The problem is separable and the Lagrangian $$ L(a_1, a_2, a_3) = \frac{1}{a_1} + \frac{1}{a_2} + \frac{2\sqrt{2}}{a_3} + \mu \left(a_1l+a_2l+a_3\sqrt{2}l-V_0\right).$$ may be expressed as $$L(a_1, a_2, a_3) = L_1(a_1) + L_2(a_2) + L_3(a_3) $$ with $$ L_1(a_1) = \frac{1}{a_1} + \mu l a_1$$ $$ L_2(a_2) = \frac{1}{a_2} + \mu l a_2$$ $$ L_3(a_3) = \frac{2\sqrt{2}}{a_3} + \sqrt{2} \mu l a_3 - \mu V_0.$$ The stationary points are $$ \frac{ \partial L_1}{\partial a_1} = -\frac{1}{(a_1^*)^2} + \mu l = 0$$ $$ \frac{ \partial L_2}{\partial a_2} = -\frac{1}{(a_2^*)^2} + \mu l = 0$$ $$ \frac{ \partial L_3}{\partial a_3} = -\frac{2\sqrt{2}}{(a_3^*)^2} + \sqrt{2} \mu l = 0$$ resulting in the expressions $$ a_1^* = a_2^* = \frac{1}{\sqrt{\mu l}}$$ $$ a_3^* = \frac{\sqrt{2}}{\sqrt{\mu l}}.$$ These are used to formulate the dual objective function $$\underline{L}(\mu) = 8 \sqrt{\mu l} - \mu V_0.$$ The maximum of this function is found by setting $$\frac{ \partial \underline{L}}{\partial \mu} = 4\frac{\sqrt{l}}{\sqrt{\mu^*}} - V_0 = 0, $$ hence $\sqrt{\mu^* l}= \frac{4 l}{V_0}$, $a_1^* = a_2^* = \frac{V_0}{4l}$ and $a_3^* = \frac{\sqrt{2}V_0}{4l}$.

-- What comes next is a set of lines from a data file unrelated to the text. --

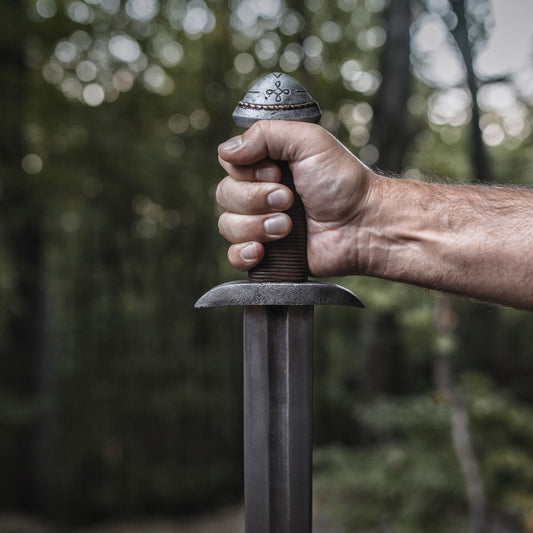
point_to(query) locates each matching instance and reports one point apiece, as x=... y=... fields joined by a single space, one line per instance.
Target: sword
x=278 y=305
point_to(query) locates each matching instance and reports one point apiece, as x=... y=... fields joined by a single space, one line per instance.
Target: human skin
x=474 y=241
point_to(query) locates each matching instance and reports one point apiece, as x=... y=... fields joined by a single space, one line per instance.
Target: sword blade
x=278 y=385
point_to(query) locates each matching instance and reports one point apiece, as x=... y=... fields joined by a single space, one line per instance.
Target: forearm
x=471 y=241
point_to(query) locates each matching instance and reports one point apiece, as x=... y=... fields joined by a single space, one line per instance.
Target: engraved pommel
x=277 y=96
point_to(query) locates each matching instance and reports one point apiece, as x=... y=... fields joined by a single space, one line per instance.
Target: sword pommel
x=277 y=96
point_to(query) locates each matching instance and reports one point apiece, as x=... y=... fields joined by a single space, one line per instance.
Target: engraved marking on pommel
x=277 y=92
x=276 y=107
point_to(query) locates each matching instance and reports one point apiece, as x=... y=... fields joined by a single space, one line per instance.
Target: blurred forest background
x=117 y=399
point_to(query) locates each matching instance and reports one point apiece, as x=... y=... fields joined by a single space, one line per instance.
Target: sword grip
x=286 y=259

d) Define the objective function using $a_1=a_2$ and plot it in the $a_1$-$a_3$ plane as contour plot. Assuming $L=1$ and $V_0=1$, plot the contrained area.

# Define domain
a1 = torch.linspace(0.1, 1.0, steps=100)
a3 = torch.linspace(0.1, 1.0, steps=100)
a = torch.stack(torch.meshgrid(a1, a3, indexing="xy"), dim=2)


def compliance(a):
    return 2.0 / a[..., 0] + 2.0 * sqrt(2.0) / a[..., 1]


def constraint(a1):
    V_0 = 1.0
    return 1.0 / sqrt(2.0) * (V_0 - 2.0 * a1)


plot_contours(a, compliance(a), opti=[0.25, sqrt(2.0) * 0.25], figsize=(5, 5))
plt.fill_between(a1, 1.0, constraint(a1), color=(0.7, 0.7, 0.7, 0.6))
plt.xlim([0.1, 1.0])
plt.ylim([0.1, 1.0])
plt.show()

Ignoring fixed y limits to fulfill fixed data aspect with adjustable data limits.